Monique Mukuna contre l’appel à la transition par les mouvements citoyens

Réunis à Paris dans le cadre d’une initiative de l’Institut pour la démocratie, la gouvernance, la paix et le développement en Afrique (IDPGA), les mouvements citoyens de la République démocratique du Congo ont adopté un “manifeste du citoyen congolais” visant un retour à l’ordre constitutionnel en fin de l’année en cours.

Le manifeste du citoyen congolais rédigé après les trois jours de concertation entre ces mouvements citoyens note que les animateurs de la transition seront désignés lors d’une concertation nationale à l’issue de laquelle il sera former un gouvernement transitoire ayant pour mission principale d’organiser des élections crédibles, transparentes, ouvertes et libres et dont les animateurs ne seront pas candidats au scrutin présidentiel.

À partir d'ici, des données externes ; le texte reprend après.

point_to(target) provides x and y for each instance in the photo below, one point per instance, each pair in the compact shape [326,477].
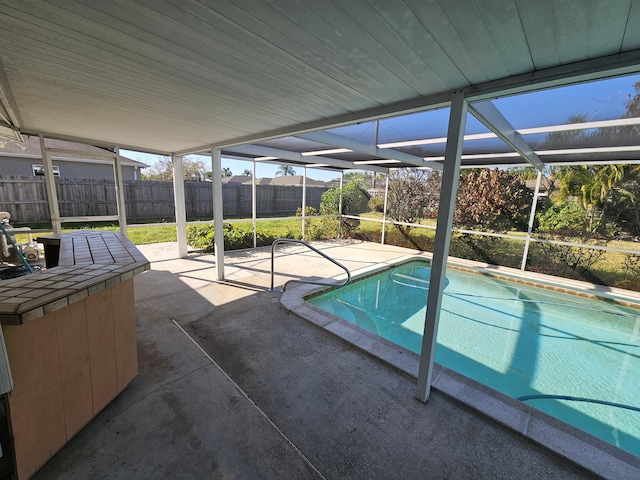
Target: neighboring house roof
[545,183]
[32,150]
[295,180]
[237,179]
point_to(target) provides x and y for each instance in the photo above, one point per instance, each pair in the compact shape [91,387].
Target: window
[38,170]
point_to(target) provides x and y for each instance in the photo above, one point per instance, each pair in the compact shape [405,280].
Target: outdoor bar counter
[70,342]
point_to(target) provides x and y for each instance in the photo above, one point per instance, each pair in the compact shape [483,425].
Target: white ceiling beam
[493,119]
[258,151]
[401,108]
[341,141]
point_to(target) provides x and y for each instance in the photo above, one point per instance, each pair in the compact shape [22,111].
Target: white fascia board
[79,159]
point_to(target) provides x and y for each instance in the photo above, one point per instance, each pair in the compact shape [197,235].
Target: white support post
[384,208]
[181,210]
[304,199]
[218,220]
[120,200]
[451,173]
[532,217]
[340,206]
[50,187]
[254,207]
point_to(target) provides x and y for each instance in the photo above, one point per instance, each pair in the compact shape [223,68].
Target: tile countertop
[88,262]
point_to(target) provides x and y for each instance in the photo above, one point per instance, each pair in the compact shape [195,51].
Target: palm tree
[285,170]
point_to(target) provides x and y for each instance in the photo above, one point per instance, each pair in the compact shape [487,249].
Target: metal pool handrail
[291,240]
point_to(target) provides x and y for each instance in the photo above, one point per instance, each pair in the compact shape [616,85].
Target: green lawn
[607,270]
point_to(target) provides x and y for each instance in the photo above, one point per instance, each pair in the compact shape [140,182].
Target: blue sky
[601,100]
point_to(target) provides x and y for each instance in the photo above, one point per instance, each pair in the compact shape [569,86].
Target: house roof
[295,180]
[31,149]
[237,179]
[166,77]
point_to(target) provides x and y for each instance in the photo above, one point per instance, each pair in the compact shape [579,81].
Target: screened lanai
[344,86]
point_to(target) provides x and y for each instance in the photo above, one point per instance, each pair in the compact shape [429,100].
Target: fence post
[180,208]
[453,150]
[534,204]
[120,201]
[50,185]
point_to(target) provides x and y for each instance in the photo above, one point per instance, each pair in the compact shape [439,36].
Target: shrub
[493,200]
[308,211]
[376,204]
[355,199]
[569,218]
[567,261]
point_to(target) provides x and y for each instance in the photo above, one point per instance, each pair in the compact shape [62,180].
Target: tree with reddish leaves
[492,200]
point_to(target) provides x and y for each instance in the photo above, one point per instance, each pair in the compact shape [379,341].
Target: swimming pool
[528,342]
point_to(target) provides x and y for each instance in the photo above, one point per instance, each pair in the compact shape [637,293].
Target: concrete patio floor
[231,386]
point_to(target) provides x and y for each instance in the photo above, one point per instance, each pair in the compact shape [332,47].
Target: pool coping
[582,448]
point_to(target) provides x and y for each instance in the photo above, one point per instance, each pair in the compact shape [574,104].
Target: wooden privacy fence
[26,199]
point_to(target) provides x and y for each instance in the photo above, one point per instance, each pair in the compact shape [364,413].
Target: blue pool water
[521,340]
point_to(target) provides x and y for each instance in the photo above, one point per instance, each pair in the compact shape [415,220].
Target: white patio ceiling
[176,76]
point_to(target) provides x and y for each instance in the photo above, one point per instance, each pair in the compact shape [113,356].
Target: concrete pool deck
[233,386]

Cette transition sera propice à doter la RD Congo, notre pays, d’un nouveau système de gouvernance, basé sur une justice indépendante, des services de sécurité protégeant les citoyens, assurant l’exercice effectif des libertés constitutionnelles, garantissant une gestion transparente et équitable de toutes les ressources nationales, des institutions fortes et démocratiques mettant les intérêts des citoyens Congolais au centre de tout projet politique“, ont écrit les signataires de manifeste.

Un gouvernement de transition ne sera jamais respecté et nous retournons à la situation actuelle. Il faut qu’on organise les élections!” a déclaré Monique Mutumbo Mukuna, première femme à déclarer sa candidature à la prochaine présidentielle lors d’une conférence animée à l’hôtel Béatrice de Kinshasa au lendemain de son retour au pays pour son enrôlement, en signe d’appel à la population congolaise pour une mobilisation pour les élections.

La commission électorale a appelé les Congolais à s’enrôler massivement en vue de lui permettre d’apprêter le fichier électoral pour convoquer le scrutin. L’état actuel du déroulement de cet opération donne plus de 80% des personnes enrôlées” a-t-elle expliqué, rappelant que la population ayant rempli son devoir civique, Le balle est alors jetée dans le camp de la centrale électorale, qui doit à présent convoquer le scrutin en vue de permettre au peuple d’exprimer son droit le plus légitime en sanctionnant ses dirigeants et ainsi permettre un retour de l’ordre constitutionnel, pas une gestion du pays par des compromis politiques, souvent foulés aux pieds.

Monique Mukuna, qui coordonne le mouvement RDC Nouvel Horizon, regroupement plus de six partis politiques qui soutiennent sa candidature à la magistrature suprême a indiqué que le peuple congolais doit se joindre à un appel exigeant des élections et non une quelconque transition, dont les objectifs restent le partage du pouvoir par la classe politique actuelle et non le bien-être de la population. “Les élections libres et transparentes dans un bref délai ne sont pas négociables. Pas de dialogue, pas de transition non plus” a-t-elle averti, appelant le peuple à la totale vigilance.

Face à la crise socio-économique actuelle, née de l’impasse politique et de l’instabilité sécuritaire généralisée à l’est, au centre et à l’ouest du pays, la première femme candidate à la prochaine présidentielle estime que c’est le régime de Kinshasa qui a une main mise sur cet insécurité dans le but s’imposer un État d’urgence pour remettre aux calendes grecques la convocation de l’électorat.

Monique Mukuna rappelle qu’au lieu de cette démarche, le gouvernement congolais devrait plutôt se concentrer sur la facilitation d’une enquête internationale au Kasaï en vue de ressortir la vérité sur ce qu’elle qualifie de “génocide Congolais silencieux” visant à dépeupler le Congo-Kinshasa d’une façon planifiée.

Monique Mukuna a également pointé dans la crise actuelle la complicité de la commission électorale nationale indépendante, qui au lieu d’accélérer le processus électoral, ne joue qu’au glissement de dates, avançant des contraintes sécuritaires, techniques voire financières.

Depuis décembre 2016, une crise politique, doublée d’une insécurité a envahi la République démocratique du Congo depuis la fin du second mandat de l’actuel président Joseph Kabila. Malgré la signature d’un accord de gestion du pays, exigeant le maintien du président Joseph Kabila au pouvoir et la gestion du gouvernement par l’opposition, la tension reste perceptible notamment à cause de l’application partielle de l’accord obtenu sous l’égide de l’église Catholique et du report des élections annoncé par la centrale électorale, avançant de raisons sécuritaires, qui n’ont pas facilitées la finalisation des listes électorales mais également de l’absence de la loi sur la répartition de sièges qui doit être adoptée par le parlement. L’opposition, elle, trouve dans ce retardement de la convocation du scrutin présidentiel, des manoeuvres dilatoires visant à garder Joseph Kabila au pouvoir.